Big deals led to a banner year for U.S. digital health investments, which shot up 21 percent to $8.6 billion in 2018, according to a report from PwC and CB Insights. Total venture capital investment was the highest it’s been since the dot-com era at $99.5 billion. That means digital health, which includes everything from biotech to fitness companies, claimed an 8.6 percent slice of the funding pie.

The number of VC-led investments remains below its peak three years ago, but the average deal size has doubled in that time to $18 million. Around half of all investment went to companies in the seed stage or series A rounds, according to a separate report from Rock Health.

These were the top three digital health deals last year:

  1. Peloton, $450 million. The top spot went to a New York-based company which makes high-tech stationary bikes with on-demand and live workout classes. Peloton is now valued at over $4 billion.
  2. Zymergen, $400 million. The only biotech firm on the podium, Zymergen engineers microbes for use in an array of industries. The massive round, led by SoftBank’s Vision Fund, brought Zymergen’s total funding to $574 million. The company has not disclosed its valuation.
  3. SmileDirectClub, $380 million. The teeth-straightening service had plenty of reason to smile after a deal that valued the company at $3.2 billion.

California boasted the largest number of digital health deals with 179. New York landed 67 deals, followed by Massachusetts with 41.

Washington state had six deals, of which DNA sequencing company Stratos Genomics’ $20 million round in January 2018 was far and away the largest. Individualized vitamin subscription service Persona’s $7 million round came in second for the state.

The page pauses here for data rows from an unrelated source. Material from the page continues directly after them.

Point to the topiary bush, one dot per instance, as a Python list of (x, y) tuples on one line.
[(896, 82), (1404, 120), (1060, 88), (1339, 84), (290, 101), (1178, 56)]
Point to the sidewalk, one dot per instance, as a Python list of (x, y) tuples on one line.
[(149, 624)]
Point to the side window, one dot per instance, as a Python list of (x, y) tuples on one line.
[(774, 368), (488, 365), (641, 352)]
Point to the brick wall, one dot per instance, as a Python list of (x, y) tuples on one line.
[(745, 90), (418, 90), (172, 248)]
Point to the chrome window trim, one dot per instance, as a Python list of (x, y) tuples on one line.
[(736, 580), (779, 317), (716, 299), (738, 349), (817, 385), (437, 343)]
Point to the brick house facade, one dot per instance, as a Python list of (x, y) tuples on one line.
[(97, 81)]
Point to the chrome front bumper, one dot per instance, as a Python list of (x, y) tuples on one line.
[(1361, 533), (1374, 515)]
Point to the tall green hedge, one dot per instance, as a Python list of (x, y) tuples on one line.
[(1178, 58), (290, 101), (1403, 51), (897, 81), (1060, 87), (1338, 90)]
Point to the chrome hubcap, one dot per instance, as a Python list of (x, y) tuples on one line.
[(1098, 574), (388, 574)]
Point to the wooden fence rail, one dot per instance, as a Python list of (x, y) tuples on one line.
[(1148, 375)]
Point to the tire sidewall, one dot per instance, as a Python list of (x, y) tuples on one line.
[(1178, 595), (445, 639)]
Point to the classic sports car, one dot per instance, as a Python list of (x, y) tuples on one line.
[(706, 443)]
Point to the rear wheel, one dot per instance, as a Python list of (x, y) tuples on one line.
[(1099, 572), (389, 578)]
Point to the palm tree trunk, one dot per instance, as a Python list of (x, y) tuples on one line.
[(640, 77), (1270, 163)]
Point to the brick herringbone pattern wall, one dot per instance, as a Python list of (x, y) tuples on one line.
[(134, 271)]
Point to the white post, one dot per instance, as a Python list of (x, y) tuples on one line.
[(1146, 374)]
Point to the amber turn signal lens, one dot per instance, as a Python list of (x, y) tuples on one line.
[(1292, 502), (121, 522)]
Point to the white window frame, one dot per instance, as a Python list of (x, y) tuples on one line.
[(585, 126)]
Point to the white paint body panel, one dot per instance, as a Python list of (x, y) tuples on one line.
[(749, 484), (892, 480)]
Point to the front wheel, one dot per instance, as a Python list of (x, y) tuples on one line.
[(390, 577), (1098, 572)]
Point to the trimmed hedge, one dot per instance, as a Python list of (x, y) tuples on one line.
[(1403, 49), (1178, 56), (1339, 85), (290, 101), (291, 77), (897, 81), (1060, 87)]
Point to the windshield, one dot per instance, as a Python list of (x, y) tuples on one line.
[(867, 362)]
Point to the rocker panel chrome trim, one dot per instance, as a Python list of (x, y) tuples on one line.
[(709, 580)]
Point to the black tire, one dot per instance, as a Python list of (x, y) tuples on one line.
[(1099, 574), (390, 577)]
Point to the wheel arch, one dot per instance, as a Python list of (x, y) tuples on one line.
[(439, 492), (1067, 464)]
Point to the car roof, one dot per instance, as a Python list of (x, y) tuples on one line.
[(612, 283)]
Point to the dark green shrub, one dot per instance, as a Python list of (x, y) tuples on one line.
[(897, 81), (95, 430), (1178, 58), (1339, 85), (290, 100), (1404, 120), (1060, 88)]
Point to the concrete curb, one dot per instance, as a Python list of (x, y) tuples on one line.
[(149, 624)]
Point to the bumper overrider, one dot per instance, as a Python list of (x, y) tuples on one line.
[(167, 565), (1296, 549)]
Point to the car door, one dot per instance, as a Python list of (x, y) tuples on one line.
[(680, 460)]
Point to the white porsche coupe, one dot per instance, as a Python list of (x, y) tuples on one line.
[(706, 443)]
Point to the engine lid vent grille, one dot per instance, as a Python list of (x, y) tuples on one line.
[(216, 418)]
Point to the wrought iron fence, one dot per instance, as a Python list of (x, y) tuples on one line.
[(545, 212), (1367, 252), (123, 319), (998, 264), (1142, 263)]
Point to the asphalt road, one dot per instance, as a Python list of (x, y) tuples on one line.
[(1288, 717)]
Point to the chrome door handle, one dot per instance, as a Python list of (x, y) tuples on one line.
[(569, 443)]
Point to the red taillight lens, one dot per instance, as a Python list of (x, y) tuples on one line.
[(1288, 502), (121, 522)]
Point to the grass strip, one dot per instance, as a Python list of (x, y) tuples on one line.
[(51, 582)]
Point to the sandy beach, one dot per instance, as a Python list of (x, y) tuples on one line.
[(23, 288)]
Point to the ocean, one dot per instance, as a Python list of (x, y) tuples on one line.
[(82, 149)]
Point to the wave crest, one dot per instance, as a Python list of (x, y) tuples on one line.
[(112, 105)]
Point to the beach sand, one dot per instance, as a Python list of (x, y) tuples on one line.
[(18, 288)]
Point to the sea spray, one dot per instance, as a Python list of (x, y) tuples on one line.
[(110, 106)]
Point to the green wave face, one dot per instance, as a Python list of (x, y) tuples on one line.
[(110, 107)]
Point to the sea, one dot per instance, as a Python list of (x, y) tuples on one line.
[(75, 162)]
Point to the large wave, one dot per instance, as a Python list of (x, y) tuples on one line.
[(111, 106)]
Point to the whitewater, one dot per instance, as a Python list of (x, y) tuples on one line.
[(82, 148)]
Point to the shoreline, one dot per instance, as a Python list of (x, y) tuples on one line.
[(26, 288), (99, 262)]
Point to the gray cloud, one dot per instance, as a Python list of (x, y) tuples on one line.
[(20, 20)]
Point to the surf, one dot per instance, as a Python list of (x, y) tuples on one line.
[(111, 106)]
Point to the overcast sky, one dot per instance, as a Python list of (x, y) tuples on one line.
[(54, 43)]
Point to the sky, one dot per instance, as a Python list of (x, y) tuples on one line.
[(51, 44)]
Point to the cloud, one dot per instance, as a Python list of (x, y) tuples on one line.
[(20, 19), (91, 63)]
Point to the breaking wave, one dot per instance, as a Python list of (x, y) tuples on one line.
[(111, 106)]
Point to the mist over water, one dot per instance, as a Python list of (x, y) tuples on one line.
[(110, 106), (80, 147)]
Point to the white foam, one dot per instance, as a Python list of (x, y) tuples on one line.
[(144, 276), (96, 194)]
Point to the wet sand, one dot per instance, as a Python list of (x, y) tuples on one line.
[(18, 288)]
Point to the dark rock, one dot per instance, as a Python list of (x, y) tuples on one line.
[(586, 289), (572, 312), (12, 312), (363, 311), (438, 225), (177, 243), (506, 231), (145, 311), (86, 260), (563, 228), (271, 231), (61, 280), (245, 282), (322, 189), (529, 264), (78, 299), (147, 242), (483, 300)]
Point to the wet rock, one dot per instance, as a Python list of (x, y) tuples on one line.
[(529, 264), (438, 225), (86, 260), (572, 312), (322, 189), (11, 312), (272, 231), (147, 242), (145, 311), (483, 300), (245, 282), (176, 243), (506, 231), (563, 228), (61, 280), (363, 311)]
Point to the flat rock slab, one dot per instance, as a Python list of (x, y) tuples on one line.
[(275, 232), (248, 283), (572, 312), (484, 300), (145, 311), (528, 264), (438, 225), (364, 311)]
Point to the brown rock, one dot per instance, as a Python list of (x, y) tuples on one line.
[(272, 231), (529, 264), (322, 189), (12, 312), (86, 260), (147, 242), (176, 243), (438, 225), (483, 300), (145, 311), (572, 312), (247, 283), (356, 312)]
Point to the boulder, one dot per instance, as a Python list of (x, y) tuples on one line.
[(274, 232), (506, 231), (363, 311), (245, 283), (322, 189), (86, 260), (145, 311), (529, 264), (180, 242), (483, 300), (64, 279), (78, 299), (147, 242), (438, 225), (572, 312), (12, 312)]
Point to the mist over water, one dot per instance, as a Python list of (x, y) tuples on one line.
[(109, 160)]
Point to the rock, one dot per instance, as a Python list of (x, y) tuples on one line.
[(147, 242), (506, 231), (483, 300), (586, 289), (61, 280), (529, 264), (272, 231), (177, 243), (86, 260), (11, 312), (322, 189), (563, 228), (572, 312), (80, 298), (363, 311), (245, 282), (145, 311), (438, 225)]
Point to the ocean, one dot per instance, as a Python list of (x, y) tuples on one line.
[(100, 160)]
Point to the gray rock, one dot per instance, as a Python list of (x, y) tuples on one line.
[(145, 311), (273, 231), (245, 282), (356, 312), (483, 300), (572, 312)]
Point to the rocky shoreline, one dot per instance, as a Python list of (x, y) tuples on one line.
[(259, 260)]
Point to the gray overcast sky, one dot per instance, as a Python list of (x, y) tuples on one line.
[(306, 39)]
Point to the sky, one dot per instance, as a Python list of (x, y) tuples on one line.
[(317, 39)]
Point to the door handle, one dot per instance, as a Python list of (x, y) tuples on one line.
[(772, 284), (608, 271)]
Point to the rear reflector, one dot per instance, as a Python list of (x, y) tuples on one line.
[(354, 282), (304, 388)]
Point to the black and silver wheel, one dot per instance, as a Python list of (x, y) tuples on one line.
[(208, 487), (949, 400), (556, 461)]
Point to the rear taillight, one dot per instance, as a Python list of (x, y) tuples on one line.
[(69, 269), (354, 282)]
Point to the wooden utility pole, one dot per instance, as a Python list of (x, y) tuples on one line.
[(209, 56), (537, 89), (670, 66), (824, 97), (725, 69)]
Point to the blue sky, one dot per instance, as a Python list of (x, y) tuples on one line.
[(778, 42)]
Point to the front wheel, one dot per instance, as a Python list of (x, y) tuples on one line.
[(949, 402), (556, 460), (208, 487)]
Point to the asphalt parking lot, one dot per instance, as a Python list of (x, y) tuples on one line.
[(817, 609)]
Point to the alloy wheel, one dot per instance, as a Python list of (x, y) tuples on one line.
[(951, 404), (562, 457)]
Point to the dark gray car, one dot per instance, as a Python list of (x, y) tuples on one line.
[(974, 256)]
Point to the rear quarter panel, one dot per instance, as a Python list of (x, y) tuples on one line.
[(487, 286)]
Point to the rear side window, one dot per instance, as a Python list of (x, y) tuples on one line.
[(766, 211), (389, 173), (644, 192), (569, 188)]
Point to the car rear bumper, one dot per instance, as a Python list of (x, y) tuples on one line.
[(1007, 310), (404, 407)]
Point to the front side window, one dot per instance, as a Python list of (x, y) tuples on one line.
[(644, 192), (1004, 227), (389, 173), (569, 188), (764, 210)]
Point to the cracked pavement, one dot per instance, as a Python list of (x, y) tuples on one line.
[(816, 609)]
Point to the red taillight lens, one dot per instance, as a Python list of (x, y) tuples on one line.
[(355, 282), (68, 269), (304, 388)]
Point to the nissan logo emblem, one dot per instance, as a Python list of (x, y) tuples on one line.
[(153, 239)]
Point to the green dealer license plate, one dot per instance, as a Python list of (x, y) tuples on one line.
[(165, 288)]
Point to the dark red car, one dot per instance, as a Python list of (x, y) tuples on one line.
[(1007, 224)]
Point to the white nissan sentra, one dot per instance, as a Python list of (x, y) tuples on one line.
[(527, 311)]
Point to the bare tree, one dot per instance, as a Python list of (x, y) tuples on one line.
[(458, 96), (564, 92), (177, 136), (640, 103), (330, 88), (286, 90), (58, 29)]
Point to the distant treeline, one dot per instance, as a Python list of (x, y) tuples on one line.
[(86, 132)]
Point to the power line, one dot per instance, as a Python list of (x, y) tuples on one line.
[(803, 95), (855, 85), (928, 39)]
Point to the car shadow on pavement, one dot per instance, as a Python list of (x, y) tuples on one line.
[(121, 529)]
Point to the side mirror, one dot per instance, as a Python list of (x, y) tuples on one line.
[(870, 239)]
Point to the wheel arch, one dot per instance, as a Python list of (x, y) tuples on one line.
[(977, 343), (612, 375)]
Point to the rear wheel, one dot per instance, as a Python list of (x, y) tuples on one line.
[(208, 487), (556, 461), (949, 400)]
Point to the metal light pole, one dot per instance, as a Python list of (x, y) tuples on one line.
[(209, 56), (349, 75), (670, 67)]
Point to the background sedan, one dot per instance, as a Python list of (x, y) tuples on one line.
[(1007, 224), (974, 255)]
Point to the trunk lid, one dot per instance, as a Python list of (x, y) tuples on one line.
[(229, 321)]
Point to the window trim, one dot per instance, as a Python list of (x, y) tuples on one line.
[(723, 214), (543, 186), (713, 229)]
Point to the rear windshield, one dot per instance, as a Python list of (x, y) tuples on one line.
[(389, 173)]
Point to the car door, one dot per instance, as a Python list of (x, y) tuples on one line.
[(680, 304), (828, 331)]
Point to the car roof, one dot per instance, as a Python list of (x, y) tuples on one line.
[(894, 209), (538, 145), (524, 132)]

Is digital health in a bubble? 

Analysts at Rock Health don’t think so. They argue that digital health companies are shifting toward proving their fundamental value up front rather than raising hype.

Firms have been raising more money more frequently, which indicates they’re burning through cash. But the analysts said that may be necessary to overcome slow sales cycles and achieve the scale necessary to compete with incumbents.

Moreover, prior investors came back for more in recent rounds, and evidence of alleged fraud seems contained to notable outliers, such as Theranos and Outcome Health.